Trump-appointed Postmaster General Louis DeJoy, who took the position at the head of USPS in June, has instituted cost-cutting changes (like cutting overtime for postal workers) that have been criticized by lawmakers and the USPS workers union for slowing mail service. Vitagene started noticing the delays about three or four weeks ago, Maghsoodnia says. The number of customers calling the company to ask about the timing of their shipments because of those delays has ballooned to two or three times the normal rate over that time, he says.
Reliable tracking and quick shipments matter to Maghsoodnia’s customers who often need their results back within a certain time period so that they can return to work. Vitagene started offering the test in May, after it received authorization from the Food and Drug Administration. The company normally offers direct-to-consumer genetic testing. It initially chose USPS for shipping because it was convenient and drop-boxes for packages were accessible to customers in remote areas. But as delays started to pile up, the company felt it had to make a change.
“It was not an easy decision,” Maghsoodnia says. FedEx is more expensive, which increases the cost of testing. It also makes shipping more complicated for test users: FedEx dropoff centers are not accessible for everyone, particularly people who live in remote areas. “But the lack of reliability in USPS basic tracking, and how important the test is to people who are taking it, made us move towards FedEx,” he says. About half of the company’s tests are currently shipping through FedEx, and by the end of the month, it will be up to around 90 percent.
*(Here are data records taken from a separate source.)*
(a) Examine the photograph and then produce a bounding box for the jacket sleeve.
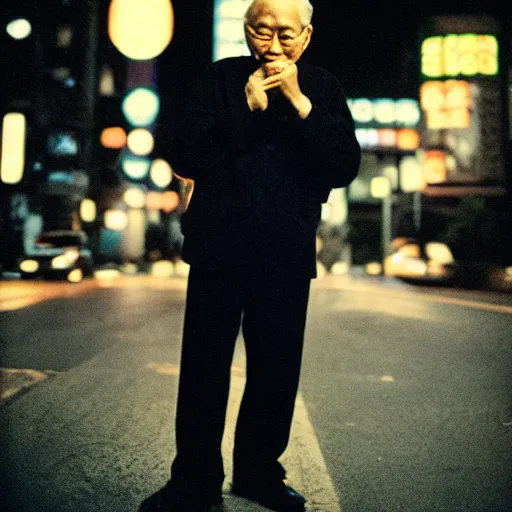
[298,73,361,190]
[169,65,255,180]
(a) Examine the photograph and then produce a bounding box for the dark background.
[159,0,512,101]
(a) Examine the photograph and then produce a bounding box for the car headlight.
[20,260,39,274]
[52,250,78,270]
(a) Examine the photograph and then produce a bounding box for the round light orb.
[127,128,155,156]
[5,18,32,40]
[100,126,126,149]
[149,158,172,188]
[121,87,160,127]
[123,187,146,208]
[121,155,151,180]
[80,199,96,222]
[108,0,174,60]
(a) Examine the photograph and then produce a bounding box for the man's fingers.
[261,73,281,87]
[263,80,282,91]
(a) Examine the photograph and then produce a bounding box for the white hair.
[244,0,313,27]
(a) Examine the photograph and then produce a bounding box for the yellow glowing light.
[399,156,425,192]
[377,128,396,148]
[20,260,39,274]
[105,210,128,231]
[420,80,472,130]
[98,65,116,96]
[425,242,455,265]
[365,261,382,276]
[423,149,446,184]
[108,0,174,60]
[121,156,150,180]
[149,158,172,188]
[6,18,32,40]
[123,187,146,208]
[396,128,420,151]
[80,199,96,222]
[100,126,126,149]
[127,128,155,156]
[421,34,499,78]
[68,268,84,283]
[162,190,180,213]
[0,112,26,185]
[373,99,396,124]
[121,87,160,126]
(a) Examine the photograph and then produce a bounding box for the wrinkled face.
[245,0,313,62]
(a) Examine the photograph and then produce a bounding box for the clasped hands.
[245,61,312,119]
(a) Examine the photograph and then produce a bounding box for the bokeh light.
[121,87,160,127]
[108,0,174,60]
[80,199,96,222]
[6,18,32,40]
[127,128,155,156]
[100,126,126,149]
[123,187,146,208]
[121,155,151,180]
[105,210,128,231]
[149,158,172,188]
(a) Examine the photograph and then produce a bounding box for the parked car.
[19,230,94,283]
[384,237,457,284]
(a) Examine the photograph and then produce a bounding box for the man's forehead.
[251,0,300,28]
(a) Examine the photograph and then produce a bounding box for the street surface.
[0,275,512,512]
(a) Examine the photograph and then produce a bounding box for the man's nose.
[269,33,283,55]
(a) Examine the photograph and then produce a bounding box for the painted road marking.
[0,275,512,314]
[312,278,512,314]
[147,363,341,512]
[0,368,56,405]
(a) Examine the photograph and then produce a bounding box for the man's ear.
[302,23,313,52]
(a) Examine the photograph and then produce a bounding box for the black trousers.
[168,268,310,498]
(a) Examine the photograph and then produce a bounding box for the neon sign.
[421,34,499,78]
[420,80,472,130]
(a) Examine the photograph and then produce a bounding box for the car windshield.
[36,235,81,247]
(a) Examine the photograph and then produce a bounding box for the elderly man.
[143,0,360,512]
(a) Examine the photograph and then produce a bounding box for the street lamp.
[370,176,392,264]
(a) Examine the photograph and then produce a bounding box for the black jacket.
[169,57,360,277]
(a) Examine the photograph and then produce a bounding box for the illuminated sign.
[108,0,174,60]
[213,0,251,61]
[347,98,421,151]
[421,34,499,78]
[347,98,421,128]
[420,80,472,130]
[0,112,27,185]
[423,150,446,184]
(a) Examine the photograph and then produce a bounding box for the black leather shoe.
[231,482,306,512]
[138,487,224,512]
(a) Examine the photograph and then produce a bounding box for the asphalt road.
[0,277,512,512]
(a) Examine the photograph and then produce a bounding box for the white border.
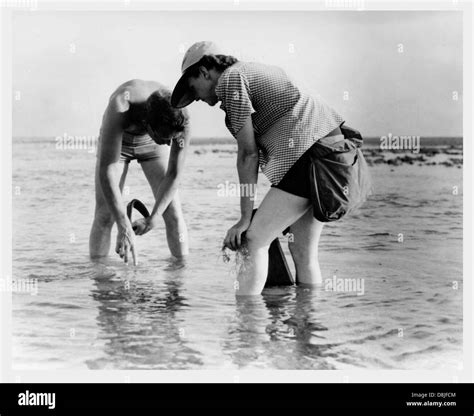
[0,0,474,383]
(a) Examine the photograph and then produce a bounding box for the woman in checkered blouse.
[171,42,344,295]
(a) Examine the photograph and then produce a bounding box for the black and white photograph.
[0,0,472,396]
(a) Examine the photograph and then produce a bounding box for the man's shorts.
[120,132,169,163]
[272,134,344,199]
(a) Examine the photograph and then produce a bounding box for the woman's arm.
[224,116,258,250]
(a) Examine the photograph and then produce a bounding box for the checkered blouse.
[216,61,344,185]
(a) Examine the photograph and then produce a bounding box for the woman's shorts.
[272,134,344,199]
[120,132,169,163]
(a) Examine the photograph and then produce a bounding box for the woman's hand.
[132,216,156,235]
[115,221,138,266]
[224,218,251,251]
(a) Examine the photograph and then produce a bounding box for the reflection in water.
[224,287,332,369]
[87,261,202,369]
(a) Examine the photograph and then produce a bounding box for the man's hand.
[224,218,251,251]
[132,216,156,235]
[115,222,138,266]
The bulk of Vitagene’s customers are companies or government agencies sourcing testing for their employees, but individual customers can buy tests directly; they cost $129. After they receive the test, users send them directly to the company’s partner lab, RUCDR Infinite Biologics. Results come back within 72 hours of the lab receiving the sample, the Vitagene website says.
Another company making direct-to-consumer COVID-19 testing kits, Everlywell, also uses USPS as their default mail carrier. A spokesperson said that the company has not seen serious issues with kit deliveries, but there have been delays. “We’ve advised our customers that delivery may take a little longer than usual,” Christina Song, the company’s director of communications, said in an email to The Verge.
Other mail-dependent health care services have also been impacted by changes at USPS. Some people are reporting that deliveries of medications have been delayed. USPS usually ships over a billion prescriptions per year, and more people have signed up for prescription deliveries during the pandemic to avoid going to a pharmacy. The American College of Physicians raised alarms this week and said in a statement that it is critical that patients are able to rely on USPS for medication deliveries. “Mail-order prescriptions can be particularly important in rural areas where the local pharmacy may be a long distance away,” the statement said.
“USPS is a fundamental, required service,” Maghsoodnia says. “Whatever the issue is, you have to solve it.”
Correction: An earlier version of this story included a figure for the amount of COVID-19 testing done by Vitagene. This was an accurate representation of what CEO Mehdi Maghsoodnia said; however, a spokesperson writing after publication indicated Maghsoodnia’s statement was unclear. We have removed the sentence.